Hundreds of years ago, the women of Hunan created a secret script to share feminine feelings, including fears about arranged marriages, husbands and of course, mothers-in-law. Mrs. Yang, the last practitioner of Nushu said, “By writing, so much suffering disappears.” New York Times: October 6, 2004.
Huddled in the kitchen,
I watch cousin Ming’s hands
splayed on the table–how they begin
to clench, the knuckles turning white.
My sister says, You don’t have to marry him!
I chime in, This is America!
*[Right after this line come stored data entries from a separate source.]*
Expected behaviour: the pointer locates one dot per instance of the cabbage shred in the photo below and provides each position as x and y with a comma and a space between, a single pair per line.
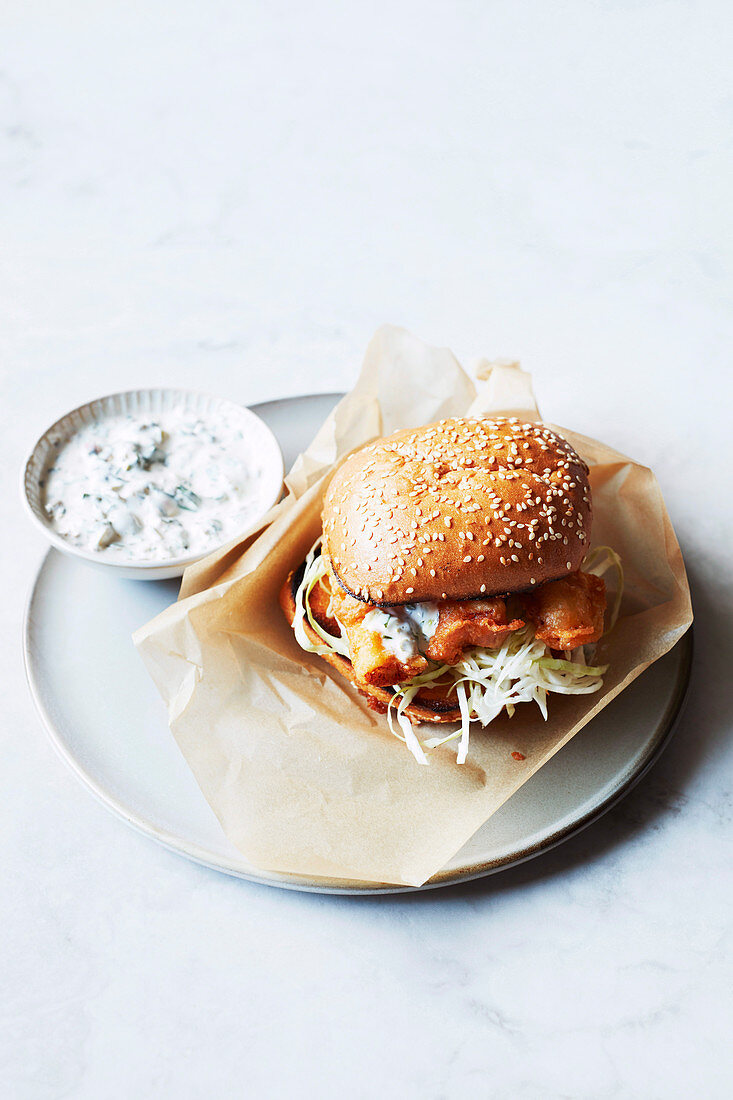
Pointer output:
484, 681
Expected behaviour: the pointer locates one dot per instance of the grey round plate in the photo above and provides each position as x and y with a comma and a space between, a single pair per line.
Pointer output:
108, 723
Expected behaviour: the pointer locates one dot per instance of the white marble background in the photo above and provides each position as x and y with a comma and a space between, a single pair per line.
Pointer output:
233, 195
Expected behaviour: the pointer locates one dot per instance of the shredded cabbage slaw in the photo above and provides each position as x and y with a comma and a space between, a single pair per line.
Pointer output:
485, 681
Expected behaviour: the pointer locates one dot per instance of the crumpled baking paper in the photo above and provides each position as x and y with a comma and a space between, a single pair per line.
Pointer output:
303, 777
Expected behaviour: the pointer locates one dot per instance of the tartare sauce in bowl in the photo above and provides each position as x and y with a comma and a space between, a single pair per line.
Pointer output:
152, 480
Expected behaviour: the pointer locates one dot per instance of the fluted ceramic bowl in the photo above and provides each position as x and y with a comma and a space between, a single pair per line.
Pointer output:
262, 447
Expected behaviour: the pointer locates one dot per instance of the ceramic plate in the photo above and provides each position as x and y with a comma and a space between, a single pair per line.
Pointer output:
109, 724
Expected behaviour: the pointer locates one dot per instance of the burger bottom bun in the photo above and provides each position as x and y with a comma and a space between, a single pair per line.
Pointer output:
423, 707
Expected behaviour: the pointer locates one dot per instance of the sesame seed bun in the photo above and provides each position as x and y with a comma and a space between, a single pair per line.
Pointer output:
456, 510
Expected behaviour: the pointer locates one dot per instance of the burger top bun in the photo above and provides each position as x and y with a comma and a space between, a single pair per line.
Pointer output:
458, 509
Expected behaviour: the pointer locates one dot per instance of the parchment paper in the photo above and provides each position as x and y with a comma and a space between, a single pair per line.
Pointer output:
302, 774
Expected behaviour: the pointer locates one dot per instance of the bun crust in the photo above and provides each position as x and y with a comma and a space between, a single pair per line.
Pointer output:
456, 510
423, 707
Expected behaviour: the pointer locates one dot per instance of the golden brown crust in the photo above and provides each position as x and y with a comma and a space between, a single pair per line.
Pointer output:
457, 509
427, 706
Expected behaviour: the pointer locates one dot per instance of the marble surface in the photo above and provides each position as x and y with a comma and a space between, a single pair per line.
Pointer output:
233, 196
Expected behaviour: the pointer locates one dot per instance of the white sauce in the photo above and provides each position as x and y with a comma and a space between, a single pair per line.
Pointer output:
152, 490
405, 631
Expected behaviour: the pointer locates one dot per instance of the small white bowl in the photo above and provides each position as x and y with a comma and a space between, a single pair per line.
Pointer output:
146, 402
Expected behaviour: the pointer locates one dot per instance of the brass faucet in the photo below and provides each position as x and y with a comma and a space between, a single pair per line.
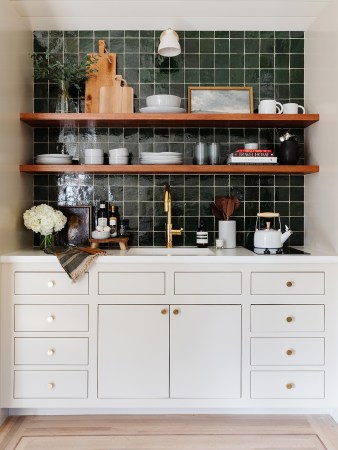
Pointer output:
169, 232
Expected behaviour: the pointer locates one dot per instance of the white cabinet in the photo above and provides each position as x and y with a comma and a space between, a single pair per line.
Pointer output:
205, 351
133, 356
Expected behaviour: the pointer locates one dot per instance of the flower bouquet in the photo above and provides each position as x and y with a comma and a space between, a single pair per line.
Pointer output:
45, 220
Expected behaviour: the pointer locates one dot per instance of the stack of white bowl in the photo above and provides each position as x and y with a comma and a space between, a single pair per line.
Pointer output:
93, 156
118, 156
54, 158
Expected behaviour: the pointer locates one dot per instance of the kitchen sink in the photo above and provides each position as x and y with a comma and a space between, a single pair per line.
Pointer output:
176, 251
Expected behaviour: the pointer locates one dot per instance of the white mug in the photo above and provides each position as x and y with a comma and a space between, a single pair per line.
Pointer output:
292, 108
270, 107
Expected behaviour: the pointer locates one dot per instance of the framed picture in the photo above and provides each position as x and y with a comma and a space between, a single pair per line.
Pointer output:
220, 100
78, 227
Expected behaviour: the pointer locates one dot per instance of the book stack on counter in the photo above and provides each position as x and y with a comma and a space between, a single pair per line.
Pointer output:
245, 156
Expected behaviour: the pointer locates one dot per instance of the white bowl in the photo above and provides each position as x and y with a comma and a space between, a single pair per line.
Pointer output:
163, 100
100, 234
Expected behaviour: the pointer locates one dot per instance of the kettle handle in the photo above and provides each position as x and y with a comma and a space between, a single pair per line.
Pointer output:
267, 214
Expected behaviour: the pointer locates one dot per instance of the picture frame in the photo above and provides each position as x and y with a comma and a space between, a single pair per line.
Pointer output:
220, 99
78, 227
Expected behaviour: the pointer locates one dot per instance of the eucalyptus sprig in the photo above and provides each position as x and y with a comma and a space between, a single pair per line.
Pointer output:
48, 66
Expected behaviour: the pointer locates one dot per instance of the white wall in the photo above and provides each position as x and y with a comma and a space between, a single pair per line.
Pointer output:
15, 137
321, 96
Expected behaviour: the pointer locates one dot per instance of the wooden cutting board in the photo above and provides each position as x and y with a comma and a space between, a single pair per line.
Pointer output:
106, 71
117, 99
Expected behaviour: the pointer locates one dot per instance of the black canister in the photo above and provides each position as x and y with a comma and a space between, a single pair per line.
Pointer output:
289, 152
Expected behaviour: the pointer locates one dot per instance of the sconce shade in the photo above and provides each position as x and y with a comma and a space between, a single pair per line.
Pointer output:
169, 45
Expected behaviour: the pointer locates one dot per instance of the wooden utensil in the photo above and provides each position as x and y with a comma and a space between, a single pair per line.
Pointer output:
118, 98
106, 71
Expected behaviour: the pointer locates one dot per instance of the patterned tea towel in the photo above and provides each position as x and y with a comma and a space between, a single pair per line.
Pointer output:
75, 260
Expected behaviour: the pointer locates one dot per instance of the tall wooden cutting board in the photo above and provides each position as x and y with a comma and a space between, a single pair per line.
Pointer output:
106, 71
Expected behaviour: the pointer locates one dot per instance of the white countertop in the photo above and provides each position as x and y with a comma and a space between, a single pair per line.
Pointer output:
234, 256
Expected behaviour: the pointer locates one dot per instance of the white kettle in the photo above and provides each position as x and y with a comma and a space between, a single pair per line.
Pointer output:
270, 238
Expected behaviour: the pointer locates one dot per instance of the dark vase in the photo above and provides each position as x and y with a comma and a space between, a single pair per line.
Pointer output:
289, 152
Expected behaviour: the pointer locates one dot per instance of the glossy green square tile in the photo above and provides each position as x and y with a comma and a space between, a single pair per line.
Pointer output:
282, 61
236, 61
221, 45
236, 45
221, 61
207, 60
207, 46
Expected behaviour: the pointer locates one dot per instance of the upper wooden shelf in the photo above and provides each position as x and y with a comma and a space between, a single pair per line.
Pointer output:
185, 120
173, 169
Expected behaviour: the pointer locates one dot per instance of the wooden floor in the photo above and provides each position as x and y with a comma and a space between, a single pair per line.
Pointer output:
170, 432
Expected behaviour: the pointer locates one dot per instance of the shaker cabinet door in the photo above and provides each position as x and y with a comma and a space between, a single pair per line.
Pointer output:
133, 351
205, 351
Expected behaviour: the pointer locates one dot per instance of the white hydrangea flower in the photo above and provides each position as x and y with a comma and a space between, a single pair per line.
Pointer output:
44, 219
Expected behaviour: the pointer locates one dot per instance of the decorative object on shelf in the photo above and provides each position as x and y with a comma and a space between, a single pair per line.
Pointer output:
118, 98
220, 100
104, 76
78, 225
66, 76
45, 220
169, 45
222, 209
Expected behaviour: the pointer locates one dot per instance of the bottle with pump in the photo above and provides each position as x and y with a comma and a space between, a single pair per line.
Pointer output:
202, 237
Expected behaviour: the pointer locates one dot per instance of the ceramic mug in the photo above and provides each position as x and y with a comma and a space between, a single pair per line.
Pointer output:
292, 108
270, 107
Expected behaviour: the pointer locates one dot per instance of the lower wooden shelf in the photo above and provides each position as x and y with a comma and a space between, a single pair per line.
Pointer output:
170, 169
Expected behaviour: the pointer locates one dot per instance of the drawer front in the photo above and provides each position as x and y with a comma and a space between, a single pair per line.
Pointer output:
131, 283
49, 283
208, 283
287, 318
51, 317
288, 384
51, 351
287, 351
50, 384
288, 283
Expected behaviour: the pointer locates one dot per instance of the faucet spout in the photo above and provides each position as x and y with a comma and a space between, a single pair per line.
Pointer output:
169, 231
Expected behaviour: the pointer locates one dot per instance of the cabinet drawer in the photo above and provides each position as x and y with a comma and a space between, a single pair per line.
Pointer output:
287, 351
51, 317
131, 283
287, 384
208, 283
51, 350
288, 283
287, 318
50, 384
48, 283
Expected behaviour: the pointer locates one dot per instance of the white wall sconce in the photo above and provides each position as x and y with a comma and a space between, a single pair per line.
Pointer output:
169, 45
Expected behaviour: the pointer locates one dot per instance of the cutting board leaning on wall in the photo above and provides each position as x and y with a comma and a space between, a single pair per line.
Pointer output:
105, 75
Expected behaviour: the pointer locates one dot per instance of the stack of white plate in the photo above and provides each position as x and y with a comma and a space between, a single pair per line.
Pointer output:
118, 156
161, 158
54, 158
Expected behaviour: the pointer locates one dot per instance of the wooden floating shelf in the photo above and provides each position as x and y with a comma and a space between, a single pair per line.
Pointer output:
169, 169
185, 120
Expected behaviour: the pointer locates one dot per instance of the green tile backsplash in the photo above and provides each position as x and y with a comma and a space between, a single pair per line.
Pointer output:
271, 62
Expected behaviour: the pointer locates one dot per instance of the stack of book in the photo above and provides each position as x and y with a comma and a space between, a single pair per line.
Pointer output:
244, 156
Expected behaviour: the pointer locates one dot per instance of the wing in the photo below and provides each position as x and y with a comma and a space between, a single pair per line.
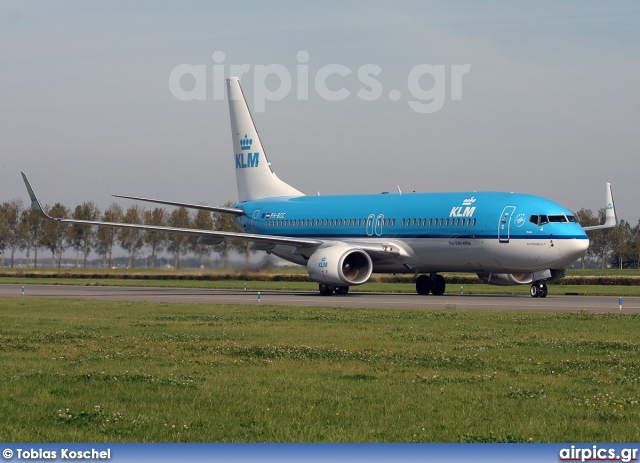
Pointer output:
224, 210
214, 236
611, 218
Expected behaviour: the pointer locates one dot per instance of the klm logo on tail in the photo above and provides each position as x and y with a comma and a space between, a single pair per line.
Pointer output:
251, 160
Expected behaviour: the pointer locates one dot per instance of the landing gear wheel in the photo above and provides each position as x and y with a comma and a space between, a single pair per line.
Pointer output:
539, 289
438, 285
423, 285
535, 290
326, 290
342, 290
543, 290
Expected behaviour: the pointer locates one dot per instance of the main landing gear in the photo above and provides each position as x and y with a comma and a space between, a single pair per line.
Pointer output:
539, 289
328, 290
433, 284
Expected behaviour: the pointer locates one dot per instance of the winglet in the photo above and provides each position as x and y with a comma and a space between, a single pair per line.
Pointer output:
610, 217
35, 204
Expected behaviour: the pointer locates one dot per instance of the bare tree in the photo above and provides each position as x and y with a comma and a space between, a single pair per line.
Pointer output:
586, 219
106, 236
178, 243
81, 236
202, 220
4, 231
54, 233
225, 222
131, 239
12, 210
155, 239
31, 230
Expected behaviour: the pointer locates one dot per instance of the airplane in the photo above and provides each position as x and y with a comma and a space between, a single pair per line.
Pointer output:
505, 238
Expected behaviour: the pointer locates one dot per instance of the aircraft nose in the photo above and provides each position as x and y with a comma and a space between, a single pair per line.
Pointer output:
574, 249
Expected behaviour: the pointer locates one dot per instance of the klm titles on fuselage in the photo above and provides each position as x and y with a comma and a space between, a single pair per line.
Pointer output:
466, 210
251, 160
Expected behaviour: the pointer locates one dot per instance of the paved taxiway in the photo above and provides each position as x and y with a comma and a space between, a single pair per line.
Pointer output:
308, 298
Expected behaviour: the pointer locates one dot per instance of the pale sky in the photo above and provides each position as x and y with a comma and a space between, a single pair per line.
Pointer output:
550, 105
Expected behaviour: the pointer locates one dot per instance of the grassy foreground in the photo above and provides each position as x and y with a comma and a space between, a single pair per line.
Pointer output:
76, 371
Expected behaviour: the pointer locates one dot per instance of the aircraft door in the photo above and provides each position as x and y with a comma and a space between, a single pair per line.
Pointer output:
379, 224
254, 220
370, 226
504, 226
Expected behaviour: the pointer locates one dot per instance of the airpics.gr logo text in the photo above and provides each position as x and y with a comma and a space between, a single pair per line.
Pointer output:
251, 159
428, 85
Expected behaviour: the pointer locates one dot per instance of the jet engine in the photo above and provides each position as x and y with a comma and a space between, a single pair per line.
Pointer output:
506, 279
340, 265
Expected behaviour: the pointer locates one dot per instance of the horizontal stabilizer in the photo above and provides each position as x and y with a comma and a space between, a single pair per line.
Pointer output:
215, 235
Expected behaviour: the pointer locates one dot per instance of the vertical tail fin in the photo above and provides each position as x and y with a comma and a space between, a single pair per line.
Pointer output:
255, 178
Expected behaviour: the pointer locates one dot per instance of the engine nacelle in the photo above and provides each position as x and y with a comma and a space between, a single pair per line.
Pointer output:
340, 265
506, 279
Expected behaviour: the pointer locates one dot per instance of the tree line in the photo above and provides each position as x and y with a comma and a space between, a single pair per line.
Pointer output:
22, 230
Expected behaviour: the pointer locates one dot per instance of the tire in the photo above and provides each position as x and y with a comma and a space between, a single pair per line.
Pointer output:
326, 290
535, 290
543, 290
342, 290
423, 285
439, 285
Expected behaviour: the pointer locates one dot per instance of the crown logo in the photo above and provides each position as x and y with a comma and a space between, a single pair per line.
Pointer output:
245, 144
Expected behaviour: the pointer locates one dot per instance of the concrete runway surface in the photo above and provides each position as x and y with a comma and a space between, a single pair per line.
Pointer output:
600, 304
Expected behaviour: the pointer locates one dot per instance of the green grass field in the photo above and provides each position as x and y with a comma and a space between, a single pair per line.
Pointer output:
76, 371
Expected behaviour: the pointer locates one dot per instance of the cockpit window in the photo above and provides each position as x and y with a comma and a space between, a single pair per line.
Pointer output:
540, 219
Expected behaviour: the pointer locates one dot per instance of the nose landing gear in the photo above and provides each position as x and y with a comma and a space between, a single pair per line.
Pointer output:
539, 289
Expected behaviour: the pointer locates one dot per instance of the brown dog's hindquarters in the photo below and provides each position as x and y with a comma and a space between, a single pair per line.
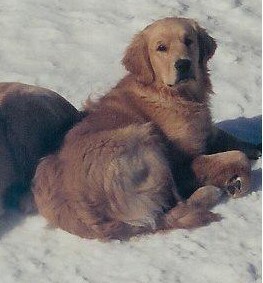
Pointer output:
33, 122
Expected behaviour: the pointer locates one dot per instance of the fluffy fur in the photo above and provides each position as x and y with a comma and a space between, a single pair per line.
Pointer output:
33, 121
128, 167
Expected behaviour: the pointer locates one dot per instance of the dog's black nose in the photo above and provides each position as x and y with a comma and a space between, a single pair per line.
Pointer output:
183, 65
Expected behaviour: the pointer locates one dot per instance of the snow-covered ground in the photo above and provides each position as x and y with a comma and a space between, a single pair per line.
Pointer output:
75, 48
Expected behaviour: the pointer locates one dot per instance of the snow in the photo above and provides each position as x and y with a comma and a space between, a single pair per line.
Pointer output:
75, 48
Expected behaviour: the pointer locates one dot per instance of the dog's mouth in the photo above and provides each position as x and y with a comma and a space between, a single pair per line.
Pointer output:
183, 78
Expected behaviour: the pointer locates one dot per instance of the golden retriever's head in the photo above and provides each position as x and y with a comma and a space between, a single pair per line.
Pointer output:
171, 51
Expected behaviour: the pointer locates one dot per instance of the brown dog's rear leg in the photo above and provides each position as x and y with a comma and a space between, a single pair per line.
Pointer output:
227, 170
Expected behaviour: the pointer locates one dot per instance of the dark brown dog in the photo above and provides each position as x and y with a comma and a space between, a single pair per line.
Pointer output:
33, 121
122, 171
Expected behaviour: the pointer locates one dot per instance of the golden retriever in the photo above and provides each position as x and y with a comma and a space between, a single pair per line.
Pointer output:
33, 121
136, 163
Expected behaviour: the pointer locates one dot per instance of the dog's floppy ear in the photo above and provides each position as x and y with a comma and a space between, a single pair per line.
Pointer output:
136, 60
207, 44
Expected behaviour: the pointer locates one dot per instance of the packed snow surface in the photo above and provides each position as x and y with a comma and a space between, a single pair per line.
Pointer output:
75, 48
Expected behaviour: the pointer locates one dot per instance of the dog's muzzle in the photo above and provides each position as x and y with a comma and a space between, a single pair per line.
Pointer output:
184, 70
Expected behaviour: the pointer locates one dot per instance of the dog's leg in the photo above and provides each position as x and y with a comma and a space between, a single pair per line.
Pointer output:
7, 172
229, 171
194, 212
221, 141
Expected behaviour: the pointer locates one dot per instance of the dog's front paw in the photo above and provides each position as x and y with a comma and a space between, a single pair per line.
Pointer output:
237, 186
254, 152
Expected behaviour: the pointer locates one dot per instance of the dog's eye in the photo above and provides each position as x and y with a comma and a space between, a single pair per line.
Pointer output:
188, 41
162, 48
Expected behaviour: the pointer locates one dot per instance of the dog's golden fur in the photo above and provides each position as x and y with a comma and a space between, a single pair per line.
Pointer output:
120, 171
33, 120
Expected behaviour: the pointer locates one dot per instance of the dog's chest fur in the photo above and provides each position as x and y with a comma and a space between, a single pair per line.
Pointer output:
184, 123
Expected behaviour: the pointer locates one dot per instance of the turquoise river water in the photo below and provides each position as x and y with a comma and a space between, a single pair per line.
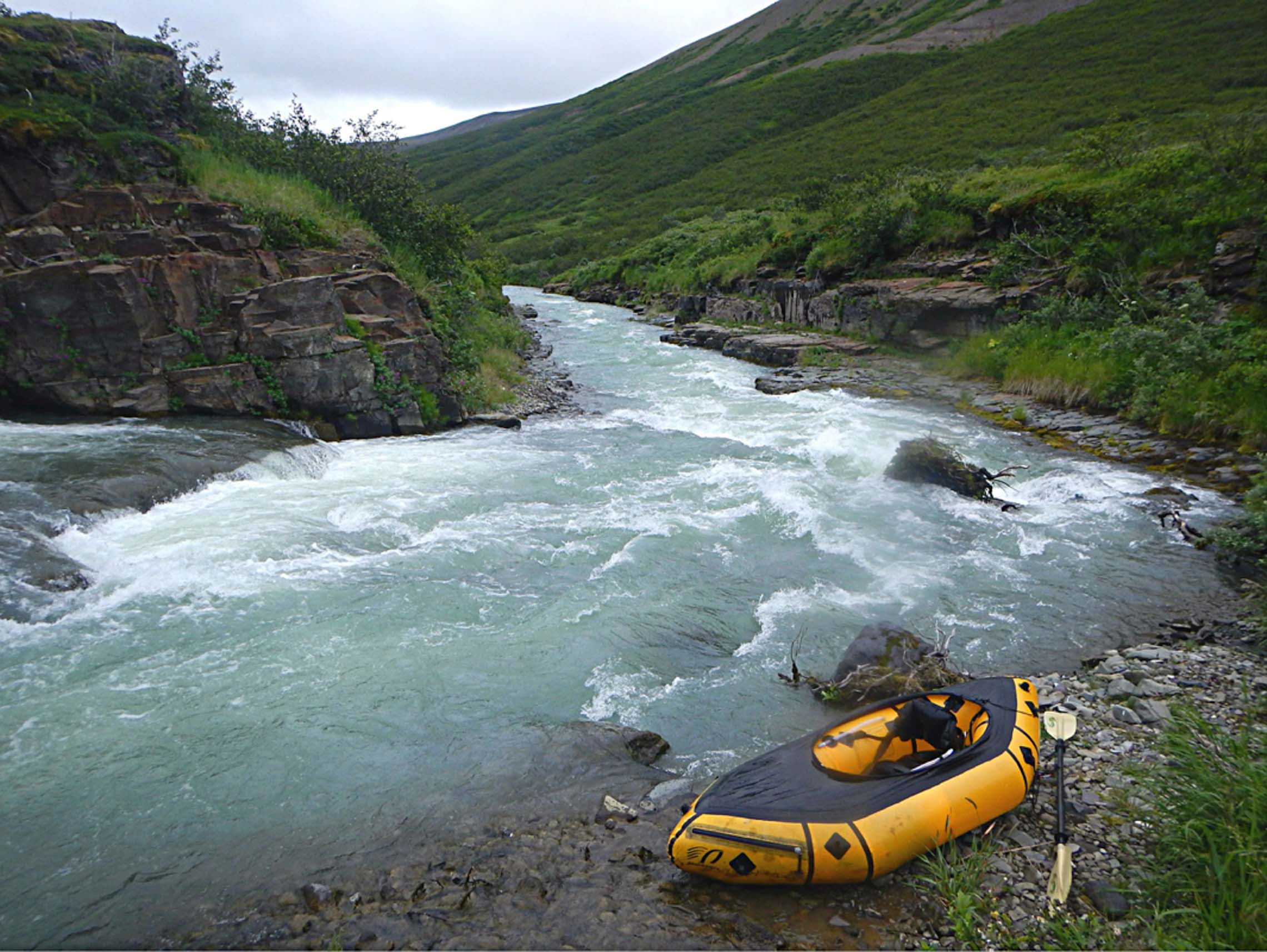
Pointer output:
274, 672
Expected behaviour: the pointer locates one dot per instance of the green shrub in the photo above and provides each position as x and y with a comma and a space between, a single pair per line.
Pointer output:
1209, 798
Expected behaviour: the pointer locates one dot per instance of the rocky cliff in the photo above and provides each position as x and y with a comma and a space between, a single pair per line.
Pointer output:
150, 300
123, 292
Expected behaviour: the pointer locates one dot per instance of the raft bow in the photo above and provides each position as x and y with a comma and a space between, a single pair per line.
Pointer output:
870, 792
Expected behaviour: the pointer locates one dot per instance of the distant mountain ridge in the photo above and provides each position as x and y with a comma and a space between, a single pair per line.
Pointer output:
479, 122
819, 88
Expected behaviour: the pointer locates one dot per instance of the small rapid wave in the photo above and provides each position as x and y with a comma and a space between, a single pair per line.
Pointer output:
277, 625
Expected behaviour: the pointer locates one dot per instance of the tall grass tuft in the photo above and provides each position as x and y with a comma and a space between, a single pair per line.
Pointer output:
292, 211
1209, 879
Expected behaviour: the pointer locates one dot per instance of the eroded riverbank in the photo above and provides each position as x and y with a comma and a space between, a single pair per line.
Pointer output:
567, 880
335, 667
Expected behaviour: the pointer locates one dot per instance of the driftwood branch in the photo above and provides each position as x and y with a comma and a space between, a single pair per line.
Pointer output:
1191, 535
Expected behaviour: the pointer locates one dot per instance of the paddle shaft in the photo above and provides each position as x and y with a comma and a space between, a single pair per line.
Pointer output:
1061, 836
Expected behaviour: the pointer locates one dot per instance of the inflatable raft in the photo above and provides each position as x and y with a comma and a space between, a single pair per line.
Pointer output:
871, 792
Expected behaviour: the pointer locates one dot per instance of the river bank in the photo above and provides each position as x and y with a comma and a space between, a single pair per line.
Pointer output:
345, 658
571, 880
856, 367
542, 878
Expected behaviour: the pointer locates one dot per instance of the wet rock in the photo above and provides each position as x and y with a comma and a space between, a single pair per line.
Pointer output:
503, 421
316, 896
1109, 901
1121, 687
1148, 687
1124, 715
1152, 711
929, 461
612, 809
646, 747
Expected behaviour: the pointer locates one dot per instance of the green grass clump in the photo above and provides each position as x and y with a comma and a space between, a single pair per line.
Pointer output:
1209, 871
1171, 363
292, 211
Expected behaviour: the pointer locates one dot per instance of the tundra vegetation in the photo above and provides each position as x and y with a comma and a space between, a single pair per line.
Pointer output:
146, 103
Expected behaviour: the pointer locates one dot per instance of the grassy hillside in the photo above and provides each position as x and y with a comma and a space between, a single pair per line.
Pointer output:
588, 178
92, 104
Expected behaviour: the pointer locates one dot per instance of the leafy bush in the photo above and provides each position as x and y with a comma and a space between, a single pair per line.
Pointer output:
1210, 817
1247, 536
1168, 362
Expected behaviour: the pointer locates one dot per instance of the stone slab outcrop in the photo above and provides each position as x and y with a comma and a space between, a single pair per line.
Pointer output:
151, 300
768, 349
904, 310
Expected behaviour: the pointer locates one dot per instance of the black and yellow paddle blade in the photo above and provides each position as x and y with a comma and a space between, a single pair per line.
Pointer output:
1062, 876
1060, 725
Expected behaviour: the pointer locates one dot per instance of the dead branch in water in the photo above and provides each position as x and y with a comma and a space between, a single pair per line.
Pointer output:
1191, 535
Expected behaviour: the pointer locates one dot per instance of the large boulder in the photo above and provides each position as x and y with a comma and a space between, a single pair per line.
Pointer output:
928, 461
885, 661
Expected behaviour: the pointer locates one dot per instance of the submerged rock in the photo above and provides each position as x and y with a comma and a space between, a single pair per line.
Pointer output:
886, 661
928, 461
646, 747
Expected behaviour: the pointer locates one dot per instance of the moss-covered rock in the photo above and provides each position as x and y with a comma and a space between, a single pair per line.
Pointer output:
929, 461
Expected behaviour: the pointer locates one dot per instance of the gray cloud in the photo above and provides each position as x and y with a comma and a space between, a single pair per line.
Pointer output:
441, 59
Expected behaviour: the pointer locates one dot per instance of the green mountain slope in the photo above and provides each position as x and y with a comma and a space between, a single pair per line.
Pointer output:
586, 178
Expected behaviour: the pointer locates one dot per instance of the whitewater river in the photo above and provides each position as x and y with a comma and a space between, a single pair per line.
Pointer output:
284, 669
You don’t have
to marry someone you don’t love.
An odd smile on Ming’s face draws down
the corners of her mouth as if the folly
of our voices could make her laugh and cry.
What do we know?
If she were a woman of Hunan in the 19th Century
she would be married now, writing
pain between the ribs of a fan
brushing spidery characters
in a language hidden from men.
She would be lamenting her life in marriage,
and the tyranny of her husband’s mother.
We don’t know about Ming’s debt,
the years our parents sent money
to keep her alive in China.
We don’t know about our own mother’s debt–
repaid by coming to America at sixteen
to live among strangers.
This is America, we say. You don’t
have to marry someone you don’t love.
We go on to marry as if we will be lucky
in love, as if we are holding a heart of green jade.